Fr., 20.02.2026 , 15:46 Uhr

Tag zwei im Warnstreik: Fast keine Busse in Regensburg

Bei Schnee und Matsch auf den Straßen streiken in Ostbayern die Busfahrer. Auch in Regensburg stehen die meisten Busse still.

Warnstreiks im Nahverkehr haben in Regensburg, Passau und Landshut weite Teile des öffentlichen Personennahverkehrs lahmgelegt.
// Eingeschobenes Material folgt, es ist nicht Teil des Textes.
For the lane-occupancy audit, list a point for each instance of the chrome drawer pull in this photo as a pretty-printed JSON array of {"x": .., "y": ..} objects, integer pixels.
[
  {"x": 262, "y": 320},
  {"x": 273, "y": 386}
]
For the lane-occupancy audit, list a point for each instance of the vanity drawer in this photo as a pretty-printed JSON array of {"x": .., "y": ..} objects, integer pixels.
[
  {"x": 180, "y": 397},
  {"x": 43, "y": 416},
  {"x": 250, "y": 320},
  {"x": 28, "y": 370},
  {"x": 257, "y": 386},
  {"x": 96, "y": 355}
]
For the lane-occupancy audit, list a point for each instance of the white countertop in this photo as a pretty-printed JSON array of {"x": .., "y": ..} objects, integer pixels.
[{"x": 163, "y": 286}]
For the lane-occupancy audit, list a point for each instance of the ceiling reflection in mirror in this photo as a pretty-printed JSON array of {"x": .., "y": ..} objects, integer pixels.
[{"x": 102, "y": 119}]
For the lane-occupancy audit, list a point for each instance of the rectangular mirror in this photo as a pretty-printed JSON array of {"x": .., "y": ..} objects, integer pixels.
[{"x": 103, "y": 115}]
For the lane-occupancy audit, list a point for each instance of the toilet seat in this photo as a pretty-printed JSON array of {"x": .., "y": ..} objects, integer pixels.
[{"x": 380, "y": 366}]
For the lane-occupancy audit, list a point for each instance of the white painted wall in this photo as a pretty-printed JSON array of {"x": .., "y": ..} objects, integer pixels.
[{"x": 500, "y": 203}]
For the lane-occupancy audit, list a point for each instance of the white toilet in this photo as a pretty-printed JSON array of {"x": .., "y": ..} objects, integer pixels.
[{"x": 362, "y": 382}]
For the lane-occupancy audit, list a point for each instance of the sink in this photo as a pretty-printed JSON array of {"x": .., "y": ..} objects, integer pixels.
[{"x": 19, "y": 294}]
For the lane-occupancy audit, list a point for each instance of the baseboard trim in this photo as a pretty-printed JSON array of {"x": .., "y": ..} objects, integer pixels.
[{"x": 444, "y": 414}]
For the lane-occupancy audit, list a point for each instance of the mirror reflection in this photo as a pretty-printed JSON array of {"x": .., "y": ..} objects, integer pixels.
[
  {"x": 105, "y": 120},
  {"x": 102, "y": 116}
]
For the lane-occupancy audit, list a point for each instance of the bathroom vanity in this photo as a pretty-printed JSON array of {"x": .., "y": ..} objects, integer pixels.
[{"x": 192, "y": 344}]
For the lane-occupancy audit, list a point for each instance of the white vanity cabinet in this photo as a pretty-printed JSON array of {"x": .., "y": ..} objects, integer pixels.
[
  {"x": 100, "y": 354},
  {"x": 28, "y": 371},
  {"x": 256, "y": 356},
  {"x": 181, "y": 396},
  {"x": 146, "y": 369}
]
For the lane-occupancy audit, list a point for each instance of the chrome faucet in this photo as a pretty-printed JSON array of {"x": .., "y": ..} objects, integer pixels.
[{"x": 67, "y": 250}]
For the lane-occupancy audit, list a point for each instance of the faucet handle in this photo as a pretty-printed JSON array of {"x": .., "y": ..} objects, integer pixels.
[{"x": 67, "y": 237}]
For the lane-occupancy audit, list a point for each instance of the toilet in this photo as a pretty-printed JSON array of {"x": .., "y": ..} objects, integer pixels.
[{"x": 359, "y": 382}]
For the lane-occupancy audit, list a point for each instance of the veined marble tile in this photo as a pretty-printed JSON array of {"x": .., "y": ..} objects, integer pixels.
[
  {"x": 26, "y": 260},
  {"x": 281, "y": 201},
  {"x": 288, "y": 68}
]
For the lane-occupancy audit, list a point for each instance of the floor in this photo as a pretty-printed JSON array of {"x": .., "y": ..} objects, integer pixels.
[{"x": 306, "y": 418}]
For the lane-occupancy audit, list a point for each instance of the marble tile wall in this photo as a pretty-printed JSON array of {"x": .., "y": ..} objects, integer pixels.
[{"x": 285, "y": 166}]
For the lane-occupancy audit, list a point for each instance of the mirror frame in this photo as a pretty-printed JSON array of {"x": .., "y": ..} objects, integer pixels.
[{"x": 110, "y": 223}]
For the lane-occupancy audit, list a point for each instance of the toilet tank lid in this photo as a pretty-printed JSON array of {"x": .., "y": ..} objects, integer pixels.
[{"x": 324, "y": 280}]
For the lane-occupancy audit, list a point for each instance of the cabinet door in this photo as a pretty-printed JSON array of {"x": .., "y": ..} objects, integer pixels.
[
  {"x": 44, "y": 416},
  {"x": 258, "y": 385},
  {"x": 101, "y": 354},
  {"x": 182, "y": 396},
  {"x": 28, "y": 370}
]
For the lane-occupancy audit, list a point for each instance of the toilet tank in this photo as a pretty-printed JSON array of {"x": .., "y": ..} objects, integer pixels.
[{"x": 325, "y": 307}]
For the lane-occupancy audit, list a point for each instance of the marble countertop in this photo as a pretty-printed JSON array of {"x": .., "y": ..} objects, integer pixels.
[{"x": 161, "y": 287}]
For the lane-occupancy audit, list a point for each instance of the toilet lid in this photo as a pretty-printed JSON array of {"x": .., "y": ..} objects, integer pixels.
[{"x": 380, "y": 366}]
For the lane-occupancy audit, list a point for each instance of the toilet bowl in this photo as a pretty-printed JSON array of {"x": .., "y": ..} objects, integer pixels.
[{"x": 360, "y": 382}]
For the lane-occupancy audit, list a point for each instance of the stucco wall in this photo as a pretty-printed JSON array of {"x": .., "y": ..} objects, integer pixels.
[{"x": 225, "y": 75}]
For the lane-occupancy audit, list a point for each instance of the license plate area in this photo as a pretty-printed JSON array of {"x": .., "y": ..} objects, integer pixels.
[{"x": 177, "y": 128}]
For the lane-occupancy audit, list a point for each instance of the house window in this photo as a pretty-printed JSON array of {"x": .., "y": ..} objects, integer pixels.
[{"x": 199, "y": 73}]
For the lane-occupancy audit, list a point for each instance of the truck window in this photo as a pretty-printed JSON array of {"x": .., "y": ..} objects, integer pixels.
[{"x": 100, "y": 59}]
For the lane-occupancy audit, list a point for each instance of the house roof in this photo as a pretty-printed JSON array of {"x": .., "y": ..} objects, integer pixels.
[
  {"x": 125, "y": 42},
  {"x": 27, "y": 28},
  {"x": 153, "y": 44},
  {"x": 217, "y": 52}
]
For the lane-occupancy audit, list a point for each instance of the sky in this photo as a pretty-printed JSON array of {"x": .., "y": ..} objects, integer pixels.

Allein in Regensburg hätten sich rund 100 Busfahrer an dem vorübergehenden Ausstand beteiligt, sagte ein Sprecher der Gewerkschaft Verdi der Deutschen Presse-Agentur.Der Warnstreik soll den ganzen Tag über andauern. Die betroffenen Verkehrsbetriebe warnten auf ihren Internetseiten die Fahrgäste, dass mit Ausnahme weniger, durch private Auftragnehmer betriebener Linien keine Busse fahren könnten und rieten dazu, alternative Verkehrsmittel zu nutzen. Allerdings erschwerte das Winterwetter auch den Autoverkehr örtlich. Nicht betroffen von dem Warnstreik waren die Regionalbuslinien.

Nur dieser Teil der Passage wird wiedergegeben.